Compare the test statistic to the critical value. Since the test statistic is between the critical values \(-3.3804 < -0.5407 < 3.3804\), we fail to reject \(H_{0}\).

Do not reject \(H_{0}\), since the test statistic is between the two critical values. There is enough evidence to conclude that there is not a difference in the average age of associate and full professors.

Note: you should get at least one group that has a reject \(H_{0}\), since you only do the Bonferroni test if you reject \(H_{0}\) for the ANOVA. Also, note that the transitive property does not apply. It could be that group 1 = group 2 and group 2 = group 3; this does not mean that group 1 = group 3.

P-Value Method

A research organization tested microwave ovens. At \(\alpha\) = 0.10, is there a significant difference in the average prices of the three types of oven?

Price data on 3 types of oven.

Solution

The ANOVA was run in Excel.

Excel-generated summary of oven data and ANOVA table for the data.

To test if there is a significant difference in the average prices of the three types of oven, the hypotheses are:

\(H_{0}: \mu_{1} = \mu_{2} = \mu_{3}\)

\(H_{1}:\) At least one mean differs.

Use the Excel output to find the p-value in the ANOVA table of 0.001019, which is less than \(\alpha\) so reject \(H_{0}\); there is at least one mean that is different in the average oven prices.

There is a statistically significant difference in the average prices of the three types of oven. Use the Bonferroni test p-value method to see where the differences are.

Compare \(\mu_{1}\) and \(\mu_{2}\):

\(H_{0}: \mu_{1} = \mu_{2}\)

\(H_{1}: \mu_{1} \neq \mu_{2}\)

\(t = \frac{\bar{x}_{1} - \bar{x}_{2}}{\sqrt{\left( MSW \left(\frac{1}{n_{1}} + \frac{1}{n_{2}}\right) \right)}} = \frac{233.3333-203.125}{\sqrt{\left((1073.794 \left(\frac{1}{6} + \frac{1}{8}\right) \right)}} = 1.7070\)

To find the p-value, find the area in both tails and multiply this area by \(m\). The area to the right of \(t = 1.707\), using \(df_{W} = 19\), is 0.0520563. Remember these are always two-tail tests, so multiply this area by 2, to get both tail areas of 0.104113.

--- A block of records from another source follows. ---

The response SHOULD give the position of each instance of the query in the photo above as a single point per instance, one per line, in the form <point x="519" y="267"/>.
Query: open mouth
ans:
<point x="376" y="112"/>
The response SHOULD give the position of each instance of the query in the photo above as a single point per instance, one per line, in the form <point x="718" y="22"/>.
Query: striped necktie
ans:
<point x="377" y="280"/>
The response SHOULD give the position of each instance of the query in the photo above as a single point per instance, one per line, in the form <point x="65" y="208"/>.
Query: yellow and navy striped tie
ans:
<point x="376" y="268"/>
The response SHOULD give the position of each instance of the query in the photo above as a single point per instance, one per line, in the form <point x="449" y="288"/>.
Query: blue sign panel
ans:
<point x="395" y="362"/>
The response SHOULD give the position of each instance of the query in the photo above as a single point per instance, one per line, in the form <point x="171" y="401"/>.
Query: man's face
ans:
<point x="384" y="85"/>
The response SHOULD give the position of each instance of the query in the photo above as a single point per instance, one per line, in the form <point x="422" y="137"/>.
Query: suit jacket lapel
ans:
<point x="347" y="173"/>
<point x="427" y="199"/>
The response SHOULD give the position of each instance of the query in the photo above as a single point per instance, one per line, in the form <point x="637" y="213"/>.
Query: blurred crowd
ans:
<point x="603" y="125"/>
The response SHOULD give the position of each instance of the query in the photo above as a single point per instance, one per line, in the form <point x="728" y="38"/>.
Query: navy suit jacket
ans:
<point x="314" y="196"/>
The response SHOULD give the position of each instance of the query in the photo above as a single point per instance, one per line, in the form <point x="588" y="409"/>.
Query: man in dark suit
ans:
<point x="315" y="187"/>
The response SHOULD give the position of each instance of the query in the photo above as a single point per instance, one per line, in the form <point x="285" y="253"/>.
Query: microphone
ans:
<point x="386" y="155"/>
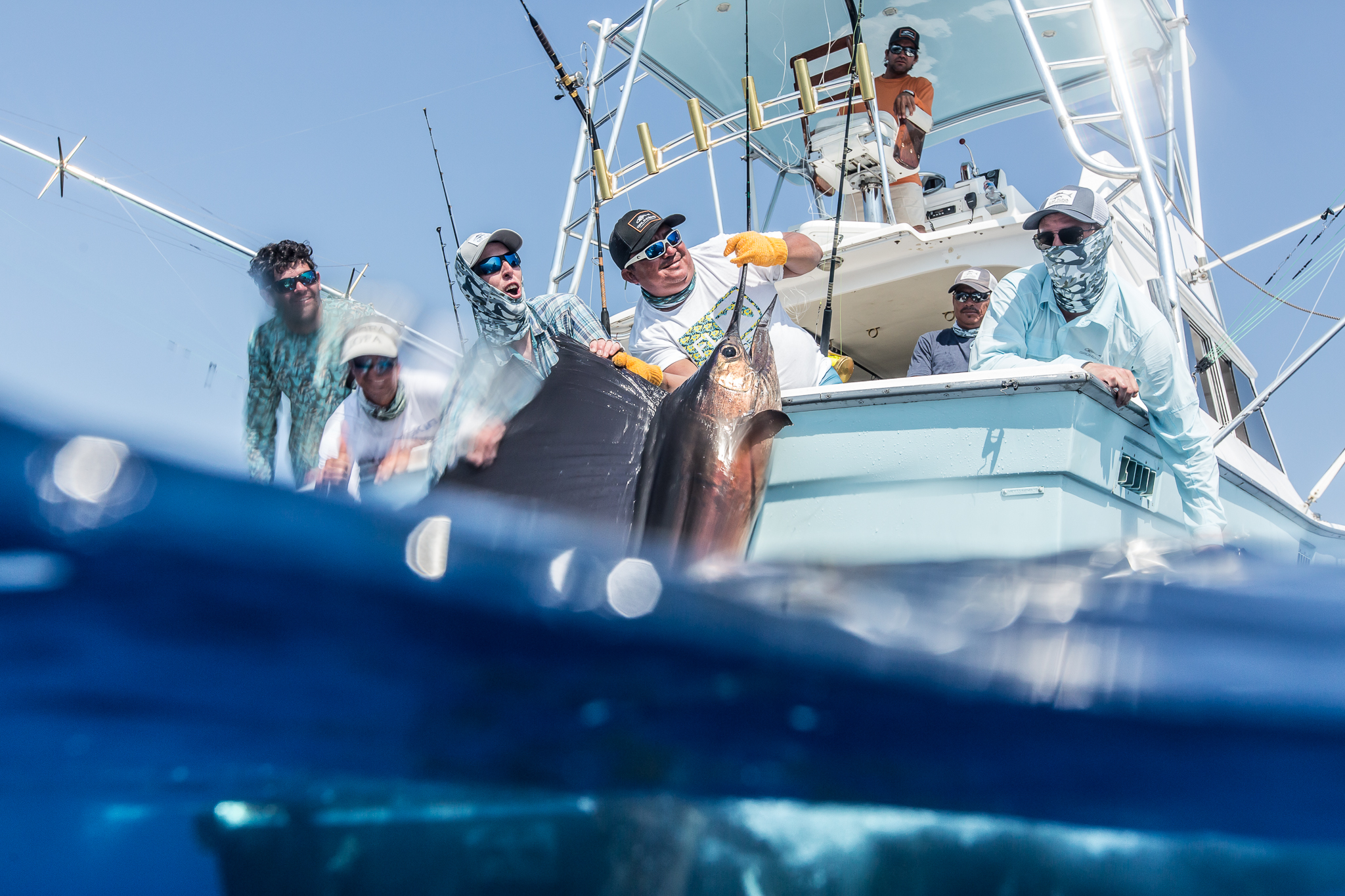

Using a calculator to find the area under the curve to the right of t=1.707, using the tcdf function, and multiply it by 2.

Then multiply this area by \(m = {}_{3} C_{2} = 3\) to get a p-value = 0.3123.

Multiplying the area under both tails by m=3 to find the p-value.

Since the p-value = \(0.3123 > \alpha = 0.10\), we do not reject \(H_{0}\). There is a statistically significant difference in the average price of the 1,000- and 900-watt ovens.

Compare \(\mu_{1}\) and \(\mu_{3}\):

\(H_{0}: \mu_{1} = \mu_{3}\)

\(H_{1}: \mu_{1} \neq \mu_{3}\)

\(t = \frac{\bar{x}_{1} - \bar{x}_{3}}{\sqrt{\left( MSW \left(\frac{1}{n_{1}} + \frac{1}{n_{3}}\right) \right)}} = \frac{233.3333-155.625}{\sqrt{\left((1073.794 \left(\frac{1}{6} + \frac{1}{8}\right) \right)}} = 4.3910\)

Use \(df_{W}\) = 19 to find the p-value.

Using a calculator to find the area under both tails, and multiplying by m=3 to find the p-value.

Since the p-value = (tail areas)*3 = \(0.00094 < \alpha = 0.10\), we reject \(H_{0}\). There is a statistically significant difference in the average price of the 1,000- and 800-watt ovens.

Compare \(\mu_{2}\) and \(\mu_{3}\):

\(H_{0}: \mu_{2} = \mu_{3}\)

\(H_{1}: \mu_{2} \neq \mu_{3}\)

\(t = \frac{\bar{x}_{2} - \bar{x}_{3}}{\sqrt{\left( MSW \left(\frac{1}{n_{2}} + \frac{1}{n_{3}}\right) \right)}} = \frac{203.125-155.625}{\sqrt{\left((1073.794 \left(\frac{1}{8} + \frac{1}{8}\right) \right)}} = 2.8991\)

Use \(df_{W} = 19\) to find the p-value (remember that these are always two-tail tests).

Using a calculator to find the area of both tails and multiplying it by m=3 to find the p-value.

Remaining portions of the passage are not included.